Biraz sonra Cansu geldi. Erkan bey Cansu’ya, “Evet, Ayça hanım artık resmen yönetici asistanımız oldu ve maaşı 5.000 lira!” dedi. Cansu şaşırmıştı, “5.000 mi?” dedi. Erkan bey de, “Evet öyle, senin yapmadığın şeyleri istekle yapıyor, bu nedenle öyle olacak! Hiçbir problem istemiyorum! Bu kararım hoşuna gitmediyse, istediğin zaman şirketten ayrılabilirsin, yada şirket içinde istediğin bir mevkiye kendini atayabilirsin!” dedi.
Cansu ile ben odadan çıkmak üzere kapıya yöneldik. Erkan bey arkamızdan bize seslendi, “Hanımlar ufaklığaveda etmeyecekmisiniz?” dedi. Döndüğümüzde yarağını çıkarmış ve kaldırmıştı. Önce Cansu yarağını biraz emdi, peşinden de ben emerek boşalttım.

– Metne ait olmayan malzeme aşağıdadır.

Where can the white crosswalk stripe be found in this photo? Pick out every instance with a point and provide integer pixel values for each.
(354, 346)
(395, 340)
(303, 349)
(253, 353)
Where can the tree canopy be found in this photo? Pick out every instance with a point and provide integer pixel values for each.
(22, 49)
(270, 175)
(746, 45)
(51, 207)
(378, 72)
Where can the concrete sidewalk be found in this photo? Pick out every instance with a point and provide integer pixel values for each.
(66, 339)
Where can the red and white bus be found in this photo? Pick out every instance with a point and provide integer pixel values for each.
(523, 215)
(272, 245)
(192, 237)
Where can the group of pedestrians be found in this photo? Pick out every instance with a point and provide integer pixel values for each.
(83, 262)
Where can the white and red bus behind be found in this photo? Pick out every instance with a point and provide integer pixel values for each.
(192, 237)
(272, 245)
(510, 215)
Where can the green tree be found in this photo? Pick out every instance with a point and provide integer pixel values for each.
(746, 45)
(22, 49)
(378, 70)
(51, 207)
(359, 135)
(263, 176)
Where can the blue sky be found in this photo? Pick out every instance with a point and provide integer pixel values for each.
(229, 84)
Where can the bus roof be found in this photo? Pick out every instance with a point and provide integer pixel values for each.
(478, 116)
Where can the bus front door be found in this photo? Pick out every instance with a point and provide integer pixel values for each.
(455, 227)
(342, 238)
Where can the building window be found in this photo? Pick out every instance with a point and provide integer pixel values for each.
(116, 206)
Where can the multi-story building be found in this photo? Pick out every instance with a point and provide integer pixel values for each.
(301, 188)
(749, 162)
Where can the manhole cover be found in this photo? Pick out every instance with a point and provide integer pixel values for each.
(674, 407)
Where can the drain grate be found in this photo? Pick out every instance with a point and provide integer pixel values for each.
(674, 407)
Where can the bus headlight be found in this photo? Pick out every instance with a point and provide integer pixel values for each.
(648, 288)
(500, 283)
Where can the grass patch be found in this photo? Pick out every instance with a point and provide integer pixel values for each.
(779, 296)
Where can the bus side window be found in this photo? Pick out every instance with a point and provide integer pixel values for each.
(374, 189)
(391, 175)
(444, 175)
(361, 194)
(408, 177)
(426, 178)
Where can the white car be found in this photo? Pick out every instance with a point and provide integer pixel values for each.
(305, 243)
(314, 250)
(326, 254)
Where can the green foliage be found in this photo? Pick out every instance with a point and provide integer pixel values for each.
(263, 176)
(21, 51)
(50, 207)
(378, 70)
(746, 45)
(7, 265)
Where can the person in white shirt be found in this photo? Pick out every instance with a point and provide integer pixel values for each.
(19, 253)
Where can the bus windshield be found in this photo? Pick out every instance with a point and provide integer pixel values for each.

Toparlanıp çıkıyorduk ki, Erkan bey Cansu’ya seslendi, “Cansu hanım sizin şirketten ayrılmanızı istemiyorum, bundan sonra bu işi Ayça hanımla ikiniz beraber yapın!” dedi. Cansu, “Ama Erkan bey...” diyecek oldu, Erkan bey de, “Tartışma bitmiştir Cansu hanım, iyi günler!” diyerek konuyu kapattı.
Cansuyla birlikte Erkan beyin odasından çıkarken, kafamdan, bu işin bundan sonra daha da zevkli olacağı düşünceleri geçiyordu.